The themes of most of the festival's selections are predictably heavy, and many deal with war, oppression, injustice and intolerance. One of the most remarkable selections, "Jung (War): In the Land of the Mujahedin," by the Italian filmmakers Alberto Vendemmiati, Fabrizio Lazzaretti and Giuseppe Petitto, follows the building of a hospital in war-torn Afghanistan. Working under grueling conditions in a country reduced by 20 years of war to a near-wasteland, where education has all but ceased and millions are hungry, a team of international health workers construct and begin operating the institution with medical supplies trucked in from Italy.

But this small triumph of human cooperation and ingenuity seems dwarfed by the immensity and savagery of the holy war being waged by the Taliban. The movie is casually gruesome. Countless innocent civilians, many of them children, have been mutilated by land mines that litter the countryside, and the camera doesn't flinch before the sight of children with stumps for limbs and doctors performing amputations on the newly injured. This gripping film, once seen, is unforgettable.

B. Z. Goldberg, Justine Shapiro and Carlos Bolado's film "Promises" is a portrait of Jerusalem and its environs viewed through eyes of seven articulate children and their families. The film is essentially a study of indoctrination. Whether Palestinian or Israeli, most of the subjects are passionately convinced of the righteousness of their side of the struggle. Watching these bright, attractive youngsters, you have an uncomfortable feeling that the seeds of future violence have already been carefully sown and that these very same children may end up killing each other as adults.

When the festival concludes on June 28, it will have shown 38 films and videos from 15 countries. A number of the films focus on the Middle East. From Lebanon comes "Around the Pink House," a postwar reconstruction comedy-drama. "The Closed Doors," from Egypt, is set during the Persian Gulf war and examines the psyche of an Islamic teenager torn between incestuous longings for his mother and the lure of religious extremism. Rassul Sadr Ameli's "Girl in the Sneakers" has been called an Iranian "Romeo and Juliet."

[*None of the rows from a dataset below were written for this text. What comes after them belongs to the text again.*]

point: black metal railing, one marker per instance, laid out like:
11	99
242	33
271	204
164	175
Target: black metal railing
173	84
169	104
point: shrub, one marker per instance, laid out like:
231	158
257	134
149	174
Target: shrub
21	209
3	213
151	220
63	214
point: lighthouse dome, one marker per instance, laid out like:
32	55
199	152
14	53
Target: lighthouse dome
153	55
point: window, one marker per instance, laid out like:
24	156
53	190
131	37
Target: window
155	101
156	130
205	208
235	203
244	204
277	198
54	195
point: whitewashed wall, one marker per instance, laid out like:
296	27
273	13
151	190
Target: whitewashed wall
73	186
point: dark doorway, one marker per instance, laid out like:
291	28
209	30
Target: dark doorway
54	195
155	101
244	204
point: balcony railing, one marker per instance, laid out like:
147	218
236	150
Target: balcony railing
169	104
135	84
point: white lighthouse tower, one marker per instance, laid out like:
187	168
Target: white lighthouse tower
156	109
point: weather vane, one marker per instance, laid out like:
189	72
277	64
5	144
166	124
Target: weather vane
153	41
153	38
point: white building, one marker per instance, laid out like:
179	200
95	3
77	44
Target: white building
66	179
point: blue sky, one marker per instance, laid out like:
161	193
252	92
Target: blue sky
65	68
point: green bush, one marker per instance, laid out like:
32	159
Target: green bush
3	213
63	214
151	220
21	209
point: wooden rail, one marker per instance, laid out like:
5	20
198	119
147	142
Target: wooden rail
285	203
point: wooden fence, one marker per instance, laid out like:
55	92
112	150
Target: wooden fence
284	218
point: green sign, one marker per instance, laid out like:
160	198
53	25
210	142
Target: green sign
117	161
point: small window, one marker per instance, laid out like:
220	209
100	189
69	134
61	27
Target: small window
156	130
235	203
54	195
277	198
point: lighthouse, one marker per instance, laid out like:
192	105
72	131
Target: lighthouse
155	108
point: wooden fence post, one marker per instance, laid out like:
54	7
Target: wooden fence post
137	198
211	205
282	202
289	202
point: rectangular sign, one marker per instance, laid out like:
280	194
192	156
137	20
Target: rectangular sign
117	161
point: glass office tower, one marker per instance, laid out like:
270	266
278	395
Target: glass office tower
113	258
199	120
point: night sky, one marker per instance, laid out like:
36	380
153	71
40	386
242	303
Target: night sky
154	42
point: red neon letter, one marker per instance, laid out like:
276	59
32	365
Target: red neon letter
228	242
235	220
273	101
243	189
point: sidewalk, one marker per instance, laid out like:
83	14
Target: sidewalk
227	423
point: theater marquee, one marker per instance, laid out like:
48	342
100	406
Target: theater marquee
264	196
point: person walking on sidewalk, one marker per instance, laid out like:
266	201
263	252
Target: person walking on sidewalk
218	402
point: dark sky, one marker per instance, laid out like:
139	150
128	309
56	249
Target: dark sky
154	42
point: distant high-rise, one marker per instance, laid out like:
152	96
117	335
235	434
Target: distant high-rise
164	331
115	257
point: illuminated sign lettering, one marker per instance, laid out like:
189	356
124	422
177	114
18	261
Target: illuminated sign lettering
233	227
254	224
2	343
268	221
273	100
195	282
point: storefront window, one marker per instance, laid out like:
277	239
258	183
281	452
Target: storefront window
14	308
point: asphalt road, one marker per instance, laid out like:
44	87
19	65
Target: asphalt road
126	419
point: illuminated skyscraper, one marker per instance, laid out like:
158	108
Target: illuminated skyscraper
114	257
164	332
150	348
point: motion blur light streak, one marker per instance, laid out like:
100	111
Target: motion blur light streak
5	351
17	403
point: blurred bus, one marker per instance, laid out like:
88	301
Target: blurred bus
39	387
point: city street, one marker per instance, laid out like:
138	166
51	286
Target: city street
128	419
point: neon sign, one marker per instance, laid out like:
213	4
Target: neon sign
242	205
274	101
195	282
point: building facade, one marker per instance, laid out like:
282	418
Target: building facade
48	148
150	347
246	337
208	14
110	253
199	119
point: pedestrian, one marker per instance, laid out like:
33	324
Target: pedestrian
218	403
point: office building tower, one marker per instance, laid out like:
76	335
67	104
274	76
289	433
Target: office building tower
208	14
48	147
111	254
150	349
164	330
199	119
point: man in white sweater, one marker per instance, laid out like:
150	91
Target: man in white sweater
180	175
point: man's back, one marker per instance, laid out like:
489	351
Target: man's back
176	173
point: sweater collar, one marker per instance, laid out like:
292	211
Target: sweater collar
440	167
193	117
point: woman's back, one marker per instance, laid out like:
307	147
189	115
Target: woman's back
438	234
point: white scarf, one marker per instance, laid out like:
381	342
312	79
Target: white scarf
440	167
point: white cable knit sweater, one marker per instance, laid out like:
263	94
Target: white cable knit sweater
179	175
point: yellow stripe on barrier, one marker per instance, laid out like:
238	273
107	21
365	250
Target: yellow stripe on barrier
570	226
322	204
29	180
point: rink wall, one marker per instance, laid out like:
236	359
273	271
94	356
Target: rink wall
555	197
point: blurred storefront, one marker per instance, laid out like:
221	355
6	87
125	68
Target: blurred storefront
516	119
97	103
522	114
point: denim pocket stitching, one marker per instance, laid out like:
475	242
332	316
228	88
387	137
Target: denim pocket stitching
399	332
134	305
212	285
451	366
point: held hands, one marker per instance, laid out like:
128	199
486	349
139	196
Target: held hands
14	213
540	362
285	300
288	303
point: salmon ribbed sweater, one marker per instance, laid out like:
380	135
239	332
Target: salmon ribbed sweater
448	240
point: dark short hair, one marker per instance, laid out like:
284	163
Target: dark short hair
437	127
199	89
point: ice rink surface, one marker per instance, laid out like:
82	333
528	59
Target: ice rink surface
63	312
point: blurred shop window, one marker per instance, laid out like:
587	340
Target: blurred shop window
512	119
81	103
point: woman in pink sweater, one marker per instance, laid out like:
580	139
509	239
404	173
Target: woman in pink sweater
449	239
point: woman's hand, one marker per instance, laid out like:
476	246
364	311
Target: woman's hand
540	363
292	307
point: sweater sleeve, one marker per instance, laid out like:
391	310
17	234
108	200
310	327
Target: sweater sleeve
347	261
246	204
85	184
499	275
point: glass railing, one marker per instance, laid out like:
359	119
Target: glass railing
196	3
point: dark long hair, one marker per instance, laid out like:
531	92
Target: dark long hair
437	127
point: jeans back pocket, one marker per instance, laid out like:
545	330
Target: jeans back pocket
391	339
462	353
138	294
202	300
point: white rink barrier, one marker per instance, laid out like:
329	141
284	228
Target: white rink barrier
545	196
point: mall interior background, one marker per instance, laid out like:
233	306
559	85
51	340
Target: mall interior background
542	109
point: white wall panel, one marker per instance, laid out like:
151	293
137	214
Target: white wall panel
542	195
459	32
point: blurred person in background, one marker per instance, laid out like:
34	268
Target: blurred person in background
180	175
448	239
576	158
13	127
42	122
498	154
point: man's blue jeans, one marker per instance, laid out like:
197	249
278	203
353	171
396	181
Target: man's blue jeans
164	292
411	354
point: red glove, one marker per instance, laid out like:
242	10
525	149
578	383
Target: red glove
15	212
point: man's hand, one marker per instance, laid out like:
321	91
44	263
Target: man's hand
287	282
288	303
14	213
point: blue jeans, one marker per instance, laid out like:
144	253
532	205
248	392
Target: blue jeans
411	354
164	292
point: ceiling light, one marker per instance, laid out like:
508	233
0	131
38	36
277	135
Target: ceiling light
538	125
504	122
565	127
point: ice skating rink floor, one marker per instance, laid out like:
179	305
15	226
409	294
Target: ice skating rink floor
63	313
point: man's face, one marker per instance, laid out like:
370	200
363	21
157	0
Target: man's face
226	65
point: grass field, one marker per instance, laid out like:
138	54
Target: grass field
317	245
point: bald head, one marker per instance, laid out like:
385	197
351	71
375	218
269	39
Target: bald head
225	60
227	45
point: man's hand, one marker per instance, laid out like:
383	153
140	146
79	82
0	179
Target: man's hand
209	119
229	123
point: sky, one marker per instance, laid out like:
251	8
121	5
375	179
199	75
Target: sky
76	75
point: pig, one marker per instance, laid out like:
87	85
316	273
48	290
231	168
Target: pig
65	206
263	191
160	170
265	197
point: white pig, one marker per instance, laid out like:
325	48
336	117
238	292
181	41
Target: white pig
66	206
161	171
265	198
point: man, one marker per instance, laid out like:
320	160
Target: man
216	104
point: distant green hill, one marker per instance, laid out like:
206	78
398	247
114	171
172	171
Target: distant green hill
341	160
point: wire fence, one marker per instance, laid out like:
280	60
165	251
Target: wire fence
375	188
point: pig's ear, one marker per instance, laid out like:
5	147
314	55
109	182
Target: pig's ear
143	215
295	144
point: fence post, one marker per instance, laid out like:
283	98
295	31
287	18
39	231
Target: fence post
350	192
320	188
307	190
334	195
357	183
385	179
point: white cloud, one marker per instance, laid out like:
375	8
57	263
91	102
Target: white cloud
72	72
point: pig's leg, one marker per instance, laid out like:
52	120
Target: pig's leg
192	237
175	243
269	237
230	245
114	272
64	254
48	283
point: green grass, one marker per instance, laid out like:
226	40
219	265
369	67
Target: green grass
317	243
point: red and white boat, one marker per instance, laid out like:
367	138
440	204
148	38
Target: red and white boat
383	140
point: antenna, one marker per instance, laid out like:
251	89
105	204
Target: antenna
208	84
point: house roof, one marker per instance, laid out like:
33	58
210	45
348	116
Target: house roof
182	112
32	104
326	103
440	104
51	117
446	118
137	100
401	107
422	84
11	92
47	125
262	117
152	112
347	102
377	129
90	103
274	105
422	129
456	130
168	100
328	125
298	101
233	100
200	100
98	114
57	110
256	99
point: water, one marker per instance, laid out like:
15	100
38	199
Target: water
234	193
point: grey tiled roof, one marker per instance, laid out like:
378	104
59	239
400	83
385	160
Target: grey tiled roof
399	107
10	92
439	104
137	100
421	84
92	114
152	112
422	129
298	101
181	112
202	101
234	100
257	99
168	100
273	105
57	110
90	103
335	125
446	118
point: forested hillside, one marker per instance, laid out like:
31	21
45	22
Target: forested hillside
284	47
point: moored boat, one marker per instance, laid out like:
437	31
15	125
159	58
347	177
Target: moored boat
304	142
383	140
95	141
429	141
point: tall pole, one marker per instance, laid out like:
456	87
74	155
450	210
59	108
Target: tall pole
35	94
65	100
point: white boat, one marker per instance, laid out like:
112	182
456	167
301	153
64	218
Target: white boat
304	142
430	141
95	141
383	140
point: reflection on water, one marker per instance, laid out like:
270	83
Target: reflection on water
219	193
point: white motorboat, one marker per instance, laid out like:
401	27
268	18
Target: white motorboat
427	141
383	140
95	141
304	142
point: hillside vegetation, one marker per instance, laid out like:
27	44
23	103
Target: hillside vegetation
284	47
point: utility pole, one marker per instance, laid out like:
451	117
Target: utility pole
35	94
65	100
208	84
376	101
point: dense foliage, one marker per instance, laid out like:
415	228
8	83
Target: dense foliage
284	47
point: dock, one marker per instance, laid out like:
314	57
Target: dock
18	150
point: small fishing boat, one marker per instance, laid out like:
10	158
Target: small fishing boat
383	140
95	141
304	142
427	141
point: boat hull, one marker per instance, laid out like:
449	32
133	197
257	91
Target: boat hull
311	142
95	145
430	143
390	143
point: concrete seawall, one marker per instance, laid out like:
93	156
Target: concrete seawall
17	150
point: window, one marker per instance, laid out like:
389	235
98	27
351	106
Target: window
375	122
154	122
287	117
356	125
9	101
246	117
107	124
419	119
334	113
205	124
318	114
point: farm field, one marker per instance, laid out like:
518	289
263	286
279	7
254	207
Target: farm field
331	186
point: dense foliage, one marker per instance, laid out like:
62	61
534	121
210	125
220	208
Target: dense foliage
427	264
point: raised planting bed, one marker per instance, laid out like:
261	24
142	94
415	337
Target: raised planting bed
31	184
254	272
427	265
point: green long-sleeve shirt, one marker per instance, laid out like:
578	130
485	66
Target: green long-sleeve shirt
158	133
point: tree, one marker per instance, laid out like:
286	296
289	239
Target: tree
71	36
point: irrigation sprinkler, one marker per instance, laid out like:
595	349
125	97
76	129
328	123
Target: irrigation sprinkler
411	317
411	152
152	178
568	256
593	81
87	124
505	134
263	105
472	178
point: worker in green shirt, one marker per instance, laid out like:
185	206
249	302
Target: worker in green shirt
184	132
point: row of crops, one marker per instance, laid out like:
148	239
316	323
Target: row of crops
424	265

The closing-night film, acclaimed this year at the Sundance Festival, is Sandi Simcha Dubowski's video documentary "Trembling Before G-D." The film examines the anguished plight of Hasidic and Orthodox Jews who come out as gays and lesbians and whose sexuality is unequivocally and bitterly condemned by their religious communities.

The Human Rights Watch Film Festival runs through June 28 at the Walter Reade Theater, 165 West 65th Street, Lincoln Center. Admission: $9; $5 for Film Society members; $4.50 for 65+ at weekday matinees. Information and schedule: (212) 875- 5600.